Residents of Washington, D.C. should brace for a longer commute tomorrow morning.
The Washington Metropolitan Area Transit Authority is shutting down the entire D.C. metro system for at least 24 hours starting at midnight tonight for safety checks of electric cables, according to an announcement from Metro General Manager and CEO Paul J. Wiedefeld.
The system should be back up Thursday morning, but officials warned it could take longer.
"While the risk to the public is very low, I cannot rule out a potential life safety issue here, and that is why we must take this action immediately," Wiedefeld said.
Early Monday morning, passengers relying on the Silver, Blue and Orange lines suffered major delays after a fire started in the tunnel near the McPherson Square station.
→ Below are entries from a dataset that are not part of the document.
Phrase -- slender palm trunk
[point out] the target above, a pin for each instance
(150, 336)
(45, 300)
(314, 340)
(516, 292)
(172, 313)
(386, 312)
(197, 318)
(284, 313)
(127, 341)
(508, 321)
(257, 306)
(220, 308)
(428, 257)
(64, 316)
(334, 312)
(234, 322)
“The investigation into yesterday’s cable fire at McPherson Square is ongoing," Wiedefeld said. “As a preliminary matter, the conditions appear disturbingly similar to those in the L’Enfant incident of a year ago, and our focus is squarely on mitigating any risk of a fire elsewhere on the system.”
Transportation Secretary Anthony Foxx announced last October that his department would supervise the subway system after a series of problems jeopardized rider safety.
In January of 2015, one Metro rider died after a Yellow Line train was engulfed in smoke outside the L’Enfant Plaza station.
The incident sparked a federal investigation and prompted the National Transportation Safety Board to recommend the federal oversight of the Metro.
On average, the D.C. metro system sees more than 700,000 boardings each weekday.